Violante fa il becchino dell’Italicum e auspica pure lui che venga sostituito. Non ci sta invece sulla deriva autoritaria. Ed elenca uno dopo l’altra le novità che danno più potere ai cittadini: iniziative di legge popolare sui cui il parlamento ha l’obbligo di esprimersi, introduzione del referendum propositivo, abbassamento del quorum nel referendum abrogativo, statuto delle opposizioni, limiti all’uso dei decreti legge da parte del governo. È il fronte del no che, opponendosi a queste novità, limita i diritti dei cittadini.
Titolo V, e il valzer fra Stato e Regioni
E così siamo ad uno dei piatti forti del dibattito. Violante sostiene che la riforma del 2001 (quella che adesso viene cambiata) andava fatta perché era chiesta dai presidenti delle Regioni eletti direttamente dal popolo. Va al punto controverso e generatore di conflitti, e cioè le materie su cui Stato e Regione hanno potestà legislativa concorrente. Dice che il punto si risolve solo tenendo presente l’interesse dei cittadini, e fa l’esempio del sud con meno malati di tumore e più morti del nord dove i malati sono più numerosi. C’è insomma l’esigenza di diritti uguali per tutti. Sottolinea che la riforma concede più potere alle Regioni che hanno il pareggio di bilancio. Per Mauro l‘opposizione alla riforma del Titolo V è la madre di tutte le battaglie. Bisognerebbe calcolare quanto ci costa il trasferimento di alcune competenze dalle Regioni allo Stato. Si rischia di vanificare quanto fino ad oggi è stato costruito. Alla Corte Costituzionale sono in calo i casi di conflitto sulle materie concorrenti. Viene colpita la sussidiarietà, cioè il fatto che c’è qualcosa che viene prima dello Stato. Critica il modo con cui sarà composto il nuovo Senato e la contraddittorietà della permanenza di un organismo come la Conferenza Stato Regioni.

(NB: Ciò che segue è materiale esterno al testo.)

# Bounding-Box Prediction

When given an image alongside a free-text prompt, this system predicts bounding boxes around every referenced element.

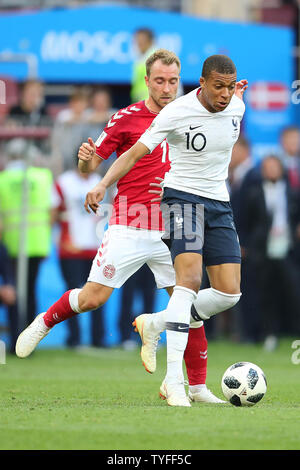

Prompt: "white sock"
[69,289,83,313]
[191,287,242,322]
[152,310,167,333]
[166,286,197,383]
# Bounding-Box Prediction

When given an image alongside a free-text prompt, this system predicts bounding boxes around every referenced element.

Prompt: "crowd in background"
[0,30,300,351]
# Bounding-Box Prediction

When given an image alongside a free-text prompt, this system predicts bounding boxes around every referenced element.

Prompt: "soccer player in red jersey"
[16,50,222,403]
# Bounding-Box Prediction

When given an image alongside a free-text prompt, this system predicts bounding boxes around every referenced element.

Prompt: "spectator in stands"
[0,242,19,353]
[280,126,300,268]
[52,89,89,174]
[7,80,49,126]
[242,155,300,350]
[52,153,104,347]
[229,136,261,343]
[130,28,155,103]
[0,139,52,329]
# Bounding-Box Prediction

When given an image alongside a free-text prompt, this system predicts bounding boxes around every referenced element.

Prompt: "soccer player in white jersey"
[16,50,227,403]
[86,55,246,406]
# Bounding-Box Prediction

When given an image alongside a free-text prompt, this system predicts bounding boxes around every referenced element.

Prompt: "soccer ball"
[221,362,267,406]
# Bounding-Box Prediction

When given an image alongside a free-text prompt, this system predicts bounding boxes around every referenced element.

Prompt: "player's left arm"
[234,79,248,100]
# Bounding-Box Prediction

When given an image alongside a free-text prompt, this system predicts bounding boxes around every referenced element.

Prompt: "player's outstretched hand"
[149,176,164,202]
[234,79,248,100]
[84,181,106,214]
[78,137,96,162]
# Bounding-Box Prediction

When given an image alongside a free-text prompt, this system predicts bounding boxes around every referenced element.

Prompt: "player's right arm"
[78,137,102,173]
[84,141,149,213]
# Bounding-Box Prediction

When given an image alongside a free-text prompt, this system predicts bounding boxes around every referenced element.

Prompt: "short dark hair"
[202,54,236,78]
[146,49,180,77]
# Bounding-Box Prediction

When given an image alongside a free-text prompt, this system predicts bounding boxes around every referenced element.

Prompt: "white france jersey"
[139,88,245,201]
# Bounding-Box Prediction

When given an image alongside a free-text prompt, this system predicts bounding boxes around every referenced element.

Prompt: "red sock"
[43,290,78,328]
[184,325,207,385]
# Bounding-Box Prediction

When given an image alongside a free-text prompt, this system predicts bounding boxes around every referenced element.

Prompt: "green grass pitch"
[0,339,300,450]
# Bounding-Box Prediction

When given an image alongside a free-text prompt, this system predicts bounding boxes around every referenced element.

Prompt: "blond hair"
[146,49,181,77]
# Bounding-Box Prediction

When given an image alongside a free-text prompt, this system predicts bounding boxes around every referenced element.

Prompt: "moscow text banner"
[0,6,294,159]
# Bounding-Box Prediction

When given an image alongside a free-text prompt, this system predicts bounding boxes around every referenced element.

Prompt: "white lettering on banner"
[41,31,181,64]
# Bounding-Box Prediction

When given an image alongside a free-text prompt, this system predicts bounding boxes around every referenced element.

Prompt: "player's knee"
[176,273,201,292]
[78,285,110,312]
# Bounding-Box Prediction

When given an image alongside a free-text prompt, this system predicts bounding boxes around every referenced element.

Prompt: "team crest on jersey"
[103,264,116,279]
[232,117,239,129]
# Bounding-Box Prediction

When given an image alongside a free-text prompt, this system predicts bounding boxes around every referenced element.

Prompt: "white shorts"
[88,225,175,289]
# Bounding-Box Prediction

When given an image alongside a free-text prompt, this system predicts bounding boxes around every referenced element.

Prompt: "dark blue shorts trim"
[162,188,241,266]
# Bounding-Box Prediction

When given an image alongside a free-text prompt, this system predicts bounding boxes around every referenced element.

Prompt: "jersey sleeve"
[95,113,126,160]
[138,104,174,153]
[234,95,246,121]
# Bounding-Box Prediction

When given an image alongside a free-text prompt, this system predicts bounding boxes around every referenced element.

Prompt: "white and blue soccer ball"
[221,362,267,406]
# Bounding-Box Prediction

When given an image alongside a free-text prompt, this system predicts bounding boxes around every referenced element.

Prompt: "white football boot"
[16,312,51,358]
[132,313,160,374]
[159,380,191,407]
[188,387,228,403]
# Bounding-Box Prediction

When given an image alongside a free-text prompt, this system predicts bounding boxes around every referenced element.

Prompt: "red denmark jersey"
[96,101,170,230]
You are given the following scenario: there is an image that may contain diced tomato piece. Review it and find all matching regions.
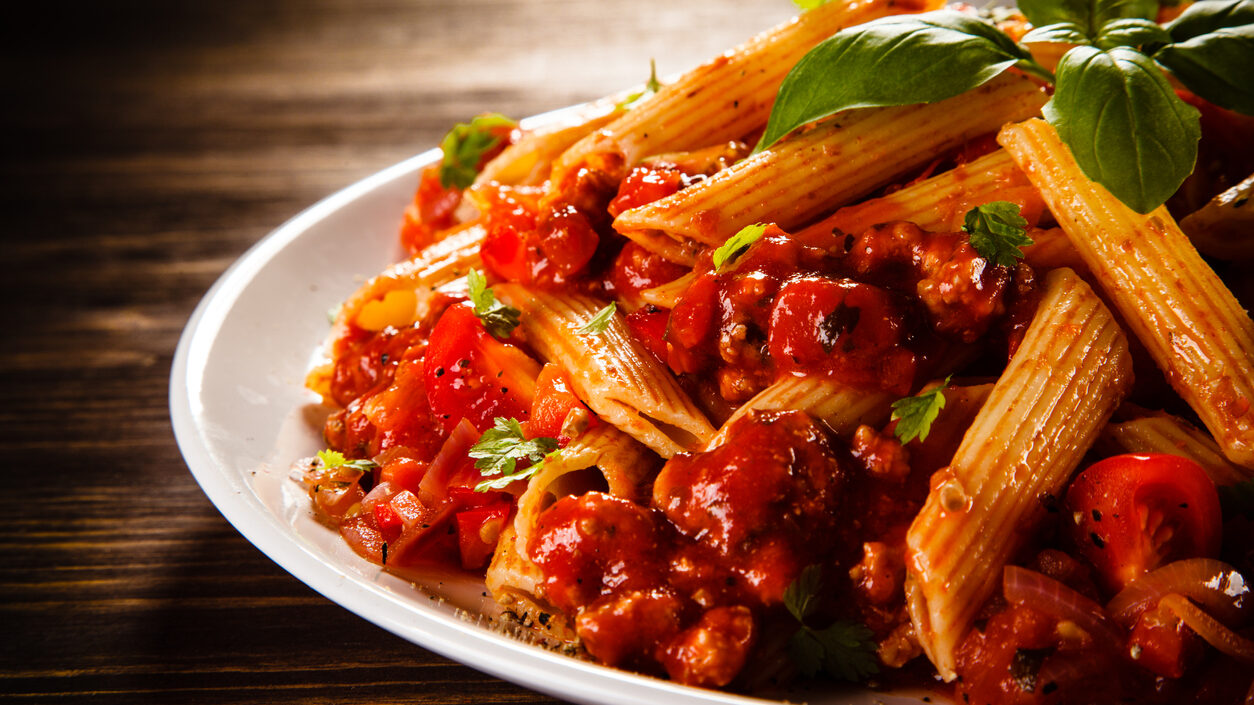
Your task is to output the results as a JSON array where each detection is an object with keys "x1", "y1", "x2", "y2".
[
  {"x1": 456, "y1": 501, "x2": 509, "y2": 571},
  {"x1": 609, "y1": 164, "x2": 683, "y2": 217},
  {"x1": 400, "y1": 166, "x2": 461, "y2": 255},
  {"x1": 527, "y1": 363, "x2": 596, "y2": 438},
  {"x1": 424, "y1": 304, "x2": 540, "y2": 434},
  {"x1": 609, "y1": 242, "x2": 687, "y2": 304}
]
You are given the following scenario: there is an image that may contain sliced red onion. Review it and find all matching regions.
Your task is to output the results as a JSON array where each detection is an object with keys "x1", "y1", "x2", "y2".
[
  {"x1": 1159, "y1": 593, "x2": 1254, "y2": 664},
  {"x1": 1002, "y1": 566, "x2": 1124, "y2": 651},
  {"x1": 1106, "y1": 558, "x2": 1254, "y2": 626}
]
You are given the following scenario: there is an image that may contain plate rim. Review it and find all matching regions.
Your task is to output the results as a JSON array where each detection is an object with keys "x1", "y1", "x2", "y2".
[{"x1": 167, "y1": 104, "x2": 935, "y2": 705}]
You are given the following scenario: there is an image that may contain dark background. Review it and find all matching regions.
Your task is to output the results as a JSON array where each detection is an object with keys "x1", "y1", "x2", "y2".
[{"x1": 0, "y1": 0, "x2": 794, "y2": 704}]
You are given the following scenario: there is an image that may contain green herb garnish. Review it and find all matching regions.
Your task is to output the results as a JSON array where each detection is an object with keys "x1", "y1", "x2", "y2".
[
  {"x1": 468, "y1": 416, "x2": 557, "y2": 492},
  {"x1": 714, "y1": 223, "x2": 766, "y2": 272},
  {"x1": 962, "y1": 201, "x2": 1032, "y2": 267},
  {"x1": 784, "y1": 566, "x2": 879, "y2": 682},
  {"x1": 892, "y1": 378, "x2": 949, "y2": 443},
  {"x1": 317, "y1": 450, "x2": 379, "y2": 473},
  {"x1": 466, "y1": 270, "x2": 523, "y2": 340},
  {"x1": 439, "y1": 113, "x2": 518, "y2": 188},
  {"x1": 755, "y1": 0, "x2": 1254, "y2": 213},
  {"x1": 574, "y1": 301, "x2": 618, "y2": 335},
  {"x1": 614, "y1": 59, "x2": 662, "y2": 110}
]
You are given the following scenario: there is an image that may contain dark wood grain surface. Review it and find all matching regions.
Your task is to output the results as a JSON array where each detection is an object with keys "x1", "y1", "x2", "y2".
[{"x1": 0, "y1": 0, "x2": 793, "y2": 704}]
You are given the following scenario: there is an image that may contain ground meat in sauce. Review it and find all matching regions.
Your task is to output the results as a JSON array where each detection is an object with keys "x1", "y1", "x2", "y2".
[
  {"x1": 666, "y1": 222, "x2": 1033, "y2": 403},
  {"x1": 528, "y1": 411, "x2": 850, "y2": 686}
]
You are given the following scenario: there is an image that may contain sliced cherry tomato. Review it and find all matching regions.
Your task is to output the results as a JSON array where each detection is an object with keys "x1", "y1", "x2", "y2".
[
  {"x1": 424, "y1": 304, "x2": 540, "y2": 434},
  {"x1": 527, "y1": 363, "x2": 596, "y2": 438},
  {"x1": 1067, "y1": 454, "x2": 1221, "y2": 592}
]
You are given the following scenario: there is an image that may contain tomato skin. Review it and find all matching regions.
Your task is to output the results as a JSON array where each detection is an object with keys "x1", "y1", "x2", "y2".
[
  {"x1": 1067, "y1": 454, "x2": 1223, "y2": 592},
  {"x1": 424, "y1": 304, "x2": 539, "y2": 435}
]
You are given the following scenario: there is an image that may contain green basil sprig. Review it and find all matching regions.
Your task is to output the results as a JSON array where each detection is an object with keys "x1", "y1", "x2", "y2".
[{"x1": 755, "y1": 0, "x2": 1254, "y2": 213}]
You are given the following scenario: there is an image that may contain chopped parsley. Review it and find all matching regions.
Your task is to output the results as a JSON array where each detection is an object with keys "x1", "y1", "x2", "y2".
[
  {"x1": 784, "y1": 566, "x2": 879, "y2": 682},
  {"x1": 466, "y1": 270, "x2": 522, "y2": 340},
  {"x1": 469, "y1": 416, "x2": 557, "y2": 492},
  {"x1": 574, "y1": 301, "x2": 618, "y2": 335},
  {"x1": 614, "y1": 59, "x2": 662, "y2": 110},
  {"x1": 962, "y1": 201, "x2": 1032, "y2": 267},
  {"x1": 317, "y1": 450, "x2": 379, "y2": 473},
  {"x1": 440, "y1": 113, "x2": 518, "y2": 188},
  {"x1": 893, "y1": 378, "x2": 949, "y2": 443},
  {"x1": 714, "y1": 223, "x2": 766, "y2": 272}
]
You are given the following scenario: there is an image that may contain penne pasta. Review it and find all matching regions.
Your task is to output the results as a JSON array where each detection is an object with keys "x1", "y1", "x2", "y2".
[
  {"x1": 553, "y1": 0, "x2": 941, "y2": 184},
  {"x1": 907, "y1": 270, "x2": 1132, "y2": 680},
  {"x1": 1100, "y1": 413, "x2": 1254, "y2": 485},
  {"x1": 796, "y1": 149, "x2": 1045, "y2": 240},
  {"x1": 998, "y1": 120, "x2": 1254, "y2": 468},
  {"x1": 614, "y1": 74, "x2": 1046, "y2": 256},
  {"x1": 494, "y1": 284, "x2": 714, "y2": 458}
]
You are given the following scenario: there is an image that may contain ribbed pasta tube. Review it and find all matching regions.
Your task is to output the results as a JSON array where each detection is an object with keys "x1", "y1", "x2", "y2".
[
  {"x1": 466, "y1": 98, "x2": 621, "y2": 195},
  {"x1": 905, "y1": 268, "x2": 1132, "y2": 680},
  {"x1": 998, "y1": 120, "x2": 1254, "y2": 468},
  {"x1": 614, "y1": 74, "x2": 1046, "y2": 256},
  {"x1": 798, "y1": 149, "x2": 1045, "y2": 240},
  {"x1": 553, "y1": 0, "x2": 942, "y2": 184},
  {"x1": 493, "y1": 284, "x2": 714, "y2": 458},
  {"x1": 484, "y1": 416, "x2": 661, "y2": 644},
  {"x1": 1099, "y1": 413, "x2": 1254, "y2": 485},
  {"x1": 709, "y1": 375, "x2": 897, "y2": 448}
]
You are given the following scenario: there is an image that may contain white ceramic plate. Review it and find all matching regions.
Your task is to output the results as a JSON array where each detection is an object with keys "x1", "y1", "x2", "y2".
[{"x1": 169, "y1": 104, "x2": 935, "y2": 705}]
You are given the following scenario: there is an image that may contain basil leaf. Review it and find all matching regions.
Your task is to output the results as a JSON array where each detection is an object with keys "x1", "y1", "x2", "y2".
[
  {"x1": 1018, "y1": 0, "x2": 1159, "y2": 38},
  {"x1": 754, "y1": 10, "x2": 1048, "y2": 152},
  {"x1": 1021, "y1": 23, "x2": 1092, "y2": 45},
  {"x1": 1093, "y1": 18, "x2": 1171, "y2": 49},
  {"x1": 1154, "y1": 24, "x2": 1254, "y2": 115},
  {"x1": 1166, "y1": 0, "x2": 1254, "y2": 41},
  {"x1": 1018, "y1": 0, "x2": 1159, "y2": 38},
  {"x1": 1042, "y1": 46, "x2": 1201, "y2": 213}
]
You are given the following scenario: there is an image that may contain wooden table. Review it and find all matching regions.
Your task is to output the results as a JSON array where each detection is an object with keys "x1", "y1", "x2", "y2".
[{"x1": 0, "y1": 0, "x2": 794, "y2": 704}]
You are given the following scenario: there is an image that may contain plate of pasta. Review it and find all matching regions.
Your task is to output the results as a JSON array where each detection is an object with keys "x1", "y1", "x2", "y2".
[{"x1": 171, "y1": 0, "x2": 1254, "y2": 704}]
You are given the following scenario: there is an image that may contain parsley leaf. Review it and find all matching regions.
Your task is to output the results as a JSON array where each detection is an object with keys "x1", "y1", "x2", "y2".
[
  {"x1": 574, "y1": 301, "x2": 618, "y2": 335},
  {"x1": 468, "y1": 416, "x2": 557, "y2": 492},
  {"x1": 788, "y1": 620, "x2": 879, "y2": 682},
  {"x1": 784, "y1": 566, "x2": 879, "y2": 682},
  {"x1": 614, "y1": 59, "x2": 662, "y2": 110},
  {"x1": 714, "y1": 223, "x2": 766, "y2": 272},
  {"x1": 317, "y1": 450, "x2": 379, "y2": 473},
  {"x1": 893, "y1": 378, "x2": 949, "y2": 443},
  {"x1": 466, "y1": 270, "x2": 523, "y2": 340},
  {"x1": 962, "y1": 201, "x2": 1032, "y2": 267},
  {"x1": 440, "y1": 113, "x2": 518, "y2": 188}
]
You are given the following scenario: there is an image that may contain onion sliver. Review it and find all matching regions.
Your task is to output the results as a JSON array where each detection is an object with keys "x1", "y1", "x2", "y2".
[
  {"x1": 1002, "y1": 566, "x2": 1124, "y2": 651},
  {"x1": 1106, "y1": 558, "x2": 1254, "y2": 626},
  {"x1": 1159, "y1": 593, "x2": 1254, "y2": 664}
]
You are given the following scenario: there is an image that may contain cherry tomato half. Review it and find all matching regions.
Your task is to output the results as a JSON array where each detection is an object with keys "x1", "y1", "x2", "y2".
[{"x1": 1067, "y1": 454, "x2": 1223, "y2": 591}]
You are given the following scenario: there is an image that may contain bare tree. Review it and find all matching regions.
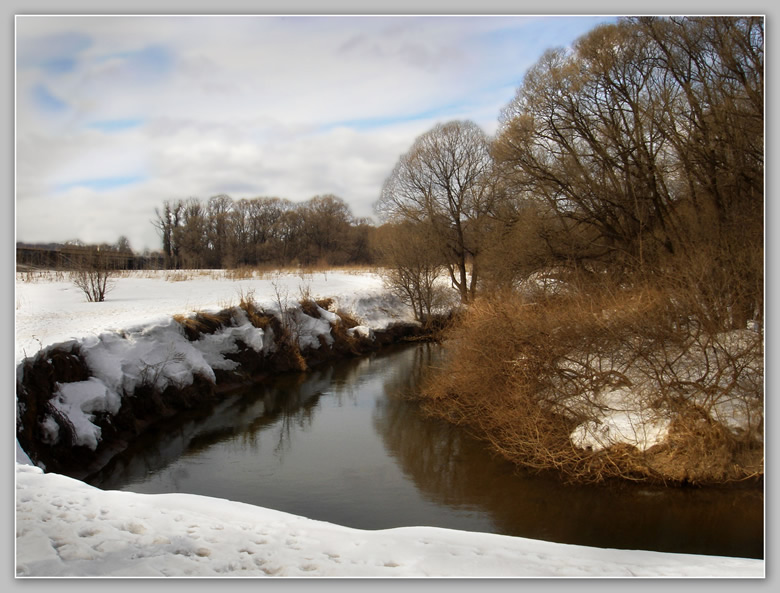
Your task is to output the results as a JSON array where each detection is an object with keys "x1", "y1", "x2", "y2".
[
  {"x1": 376, "y1": 121, "x2": 495, "y2": 302},
  {"x1": 377, "y1": 221, "x2": 457, "y2": 323}
]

Cosa succede il 5 dicembre?
Come dessert finale, viene proposta una riflessione sulle ragioni comuni del vivere insieme e su come pertanto vada affrontato il risultato del referendum, sia che vinca il sì, sia che vinca il no. Mauro auspica che non si avveri quando detto da Agostino di fronte ai Vandali che saccheggiavano il suo paese: “Lo Stato è la banda che ha vinto”. Dice che occorre andare al fondo della propria umanità per trovare il modo di fare un percorso comune e che qualcosa cambi. Violante osserva che se vince il sì ci sarà da attuare la riforma, se vince il no ci sarà una situazione complicata da gestire. In ogni caso si apre una fase nuova che dovrà vedere il dialogo fra soggetti diversi. Se nasce un sentire comune fra la gente, anche le forze politiche dovranno prenderne atto.